Marvel Making Movies That Are Only Generated By AI?
Joe Russo, director of Avengers: Endgame, supports Marvel using AI to make future movies.
There are those who complain that MCU films are formulaic — a hero, a villain, a failed attempt to stop the villain halfway through, an emotional regaining of strength, and then a climactic battle where it seems like the heroes win a few times, but they didn’t, and then they do. While this seems like a weakness for Marvel films, it may work to their advantage, as it will make it all the easier for the company to replace their writers, directors, and actors with AI in the near future. As Futurism reports, Avengers: Endgame director Joe Russo thinks we’re not too far away from completely AI-generated films.
Generative AI like ChatGPT-4 works on a basic principle — take everything that’s already been created, and make something similar. And what could be more similar to everything that came before than Marvel films, which basically take a watered-down version of the now-cliche Hero’s Journey and copy and paste it into different settings, making tweaks to characters and motivations while basically leading audiences through the same song and dance we’ve all seen before.
Of course, Marvel director Joe Russo has more in mind than simply replacing writers with AI. He predicts that films will be able to replace the entire creative process, from conception through post-production, which will soon be done entirely by artificial intelligence. In fact, he seems to have a very specific fantasy in mind involving himself and long-dead superstar Marylin Monroe.
Hey, I want a movie starring my photoreal avatar and Marilyn Monroe’s photoreal avatar, ‘I want it to be a rom-com because I’ve had a rough day,’ and it renders a very competent story with dialogue that mimics your voice
Joe Russo on AI movies
Regardless of the details of what Russo sees himself doing with Monroe in this alleged romantic comedy, the director of Marvel’s biggest film has his AI-centric ideas firmly based in reality. Programs like Synthesia and Pictory Pictory are making strides in creating AI-generated videos, and programs like ChatGPT-4 and Google’s Bard are already creating stories in response to prompts. There’s nothing Russo describes that’s out of the question — these capabilities will exist within our lifetime.
Of course, the big question we have to ask is whether we, as consumers, are going to want these creations once they exist. As the creeping effect of superhero fatigue shows us, audiences can only take so much of the same thing over and over. And like Marvel films, AI excels at giving us the same thing over and over.

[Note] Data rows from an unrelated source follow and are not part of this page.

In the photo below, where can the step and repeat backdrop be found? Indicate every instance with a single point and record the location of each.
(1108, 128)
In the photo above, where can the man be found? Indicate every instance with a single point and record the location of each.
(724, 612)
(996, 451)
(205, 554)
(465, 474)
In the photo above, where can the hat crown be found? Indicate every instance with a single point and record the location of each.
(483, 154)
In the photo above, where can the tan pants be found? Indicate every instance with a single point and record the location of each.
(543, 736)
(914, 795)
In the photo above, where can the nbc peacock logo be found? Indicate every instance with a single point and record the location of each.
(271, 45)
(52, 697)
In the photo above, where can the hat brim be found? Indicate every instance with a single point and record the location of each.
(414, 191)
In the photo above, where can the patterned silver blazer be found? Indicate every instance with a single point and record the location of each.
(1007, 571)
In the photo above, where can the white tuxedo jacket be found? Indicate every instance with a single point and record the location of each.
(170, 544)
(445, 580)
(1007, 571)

Your Facebook feed shows you posts that are as close as possible to the posts you’ve already liked, hated, or commented on in the past. Other websites, like Stitchfix, show the same outfits over and over, even after being told they’re no longer interesting. And Marvel’s theoretical AI films, most likely, will keep regurgitating the same plot repeatedly (not that we’d notice much of a difference).
With AI films being cheap to write and produce, the world will be saturated by them as soon as the tech becomes readily available. So, whatever patterns the AI draws upon will become well-known soon after the tech exists, to the point where the novelty will wear off soon. Unlike Marvel, AI films will be created more than a few times a year, so AI fatigue will probably set in far more quickly than Marvel’s 15-year run.